RISKS AND UNCERTAINTIES
An investment in the securities of the Company is highly speculative and involves numerous and significant risks. Only investors whose financial resources are sufficient to enable them to assume such risks and who have no need for immediate liquidity in their investment should undertake such investment. Prospective investors should carefully consider the risk and uncertainties that have affected, and which in the future are reasonably expected to affect, the Company and its financial position.
FORWARD-LOOKING STATEMENTS
Certain statements contained in this discussion, including information as to future activities, events and financial or operating performance of the Company and its projects, constitute forward-looking statements. Such forward-looking statements involve known and unknown risks and uncertainties that could cause actual events or results to, differ materially from estimated or anticipated activities, events or results implied or expressed in such forward-looking statements. Forward-looking statements are necessarily based upon a number of estimates and assumptions that, while considered reasonable by the Company, are inherently subject to significant business, economic, competitive, political and social uncertainties and contingencies.
Generally, forward-looking information can be identified by the use of forward-looking terminology such as “plans”, “expects” or “does not expect”, “is expected”, “budget”, “scheduled”, “estimates”, “forecasts”, “intends”, “anticipates” or “does not anticipate”, “believes”, or variations of such words and phrases. Forward-looking information may also be identified in statements where certain actions, events or results “may”, “could”, “would”, “might” or “will be taken”, “occur” or “be achieved”.
Forward-looking information is based on the reasonable assumptions, estimates, analysis and opinions of management made in light of its experience and its perception of trends, current conditions and expected developments, as well as other factors that management believes to be relevant and reasonable in the circumstances at the date that such statements are made.
Many factors could cause actual activities and events and the Company’s actual results to differ materially from those expressed or implied in any forward-looking statements made by, or on behalf of, the Company.

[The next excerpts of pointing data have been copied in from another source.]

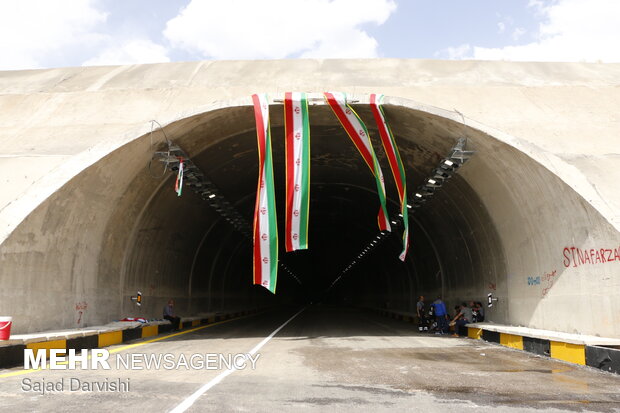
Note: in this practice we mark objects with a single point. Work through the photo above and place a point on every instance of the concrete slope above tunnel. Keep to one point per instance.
(502, 225)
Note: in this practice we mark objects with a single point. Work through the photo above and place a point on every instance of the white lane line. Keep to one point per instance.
(187, 403)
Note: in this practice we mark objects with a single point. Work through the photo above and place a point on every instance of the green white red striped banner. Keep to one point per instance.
(265, 223)
(297, 133)
(178, 184)
(396, 164)
(358, 133)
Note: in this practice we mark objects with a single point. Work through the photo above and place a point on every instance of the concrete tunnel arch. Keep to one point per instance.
(113, 229)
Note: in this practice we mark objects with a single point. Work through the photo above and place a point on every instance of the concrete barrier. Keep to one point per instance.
(599, 352)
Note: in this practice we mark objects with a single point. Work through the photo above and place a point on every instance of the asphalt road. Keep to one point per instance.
(324, 359)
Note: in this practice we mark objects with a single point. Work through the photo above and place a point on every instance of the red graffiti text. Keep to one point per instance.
(575, 257)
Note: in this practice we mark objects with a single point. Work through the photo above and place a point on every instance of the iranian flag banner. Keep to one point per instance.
(265, 223)
(297, 133)
(396, 164)
(358, 133)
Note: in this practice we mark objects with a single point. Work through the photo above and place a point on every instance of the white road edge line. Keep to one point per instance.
(187, 403)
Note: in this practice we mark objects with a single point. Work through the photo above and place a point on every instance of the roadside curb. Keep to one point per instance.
(606, 358)
(12, 355)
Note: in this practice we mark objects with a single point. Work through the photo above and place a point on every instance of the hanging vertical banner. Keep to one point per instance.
(396, 164)
(297, 133)
(358, 133)
(265, 223)
(178, 184)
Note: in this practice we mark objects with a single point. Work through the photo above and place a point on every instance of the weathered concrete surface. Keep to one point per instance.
(335, 360)
(543, 180)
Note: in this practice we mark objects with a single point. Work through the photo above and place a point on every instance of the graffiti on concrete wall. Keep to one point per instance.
(574, 257)
(547, 280)
(80, 308)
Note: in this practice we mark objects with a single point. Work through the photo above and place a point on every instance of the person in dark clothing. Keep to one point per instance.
(169, 315)
(480, 310)
(441, 314)
(422, 321)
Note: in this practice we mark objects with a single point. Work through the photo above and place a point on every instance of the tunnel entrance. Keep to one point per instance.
(454, 251)
(505, 218)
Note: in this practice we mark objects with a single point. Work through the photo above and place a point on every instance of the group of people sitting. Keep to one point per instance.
(437, 319)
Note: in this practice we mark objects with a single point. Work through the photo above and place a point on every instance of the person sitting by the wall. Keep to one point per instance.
(463, 317)
(441, 315)
(422, 321)
(169, 315)
(475, 315)
(457, 310)
(480, 309)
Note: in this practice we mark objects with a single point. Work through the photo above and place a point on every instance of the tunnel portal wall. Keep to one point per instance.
(517, 221)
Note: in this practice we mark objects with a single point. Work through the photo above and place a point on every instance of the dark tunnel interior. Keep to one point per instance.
(204, 251)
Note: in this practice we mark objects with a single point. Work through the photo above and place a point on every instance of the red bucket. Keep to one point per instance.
(5, 327)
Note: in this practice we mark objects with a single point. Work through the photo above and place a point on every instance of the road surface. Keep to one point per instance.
(325, 359)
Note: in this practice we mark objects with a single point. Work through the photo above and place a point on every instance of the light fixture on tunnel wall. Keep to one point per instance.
(195, 179)
(137, 299)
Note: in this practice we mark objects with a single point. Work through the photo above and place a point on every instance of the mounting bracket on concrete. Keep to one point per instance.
(137, 298)
(491, 299)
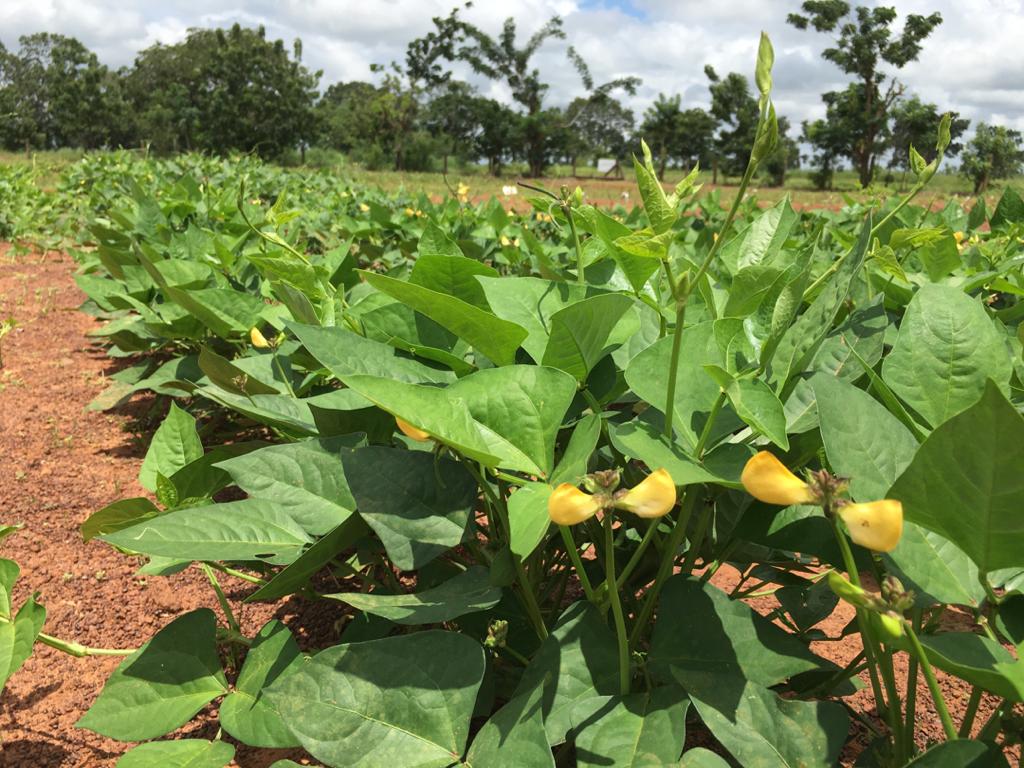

These forward-looking statements are made as of the date hereof and the Company disclaims any intent or obligation to update publicly any forward-looking statements, whether as a result of new information, future events or results or otherwise. Investors are cautioned that forward-looking statements are not guarantees of future performance and accordingly investors are cautioned not to put undue reliance on forward-looking statements due to the inherent uncertainty therein.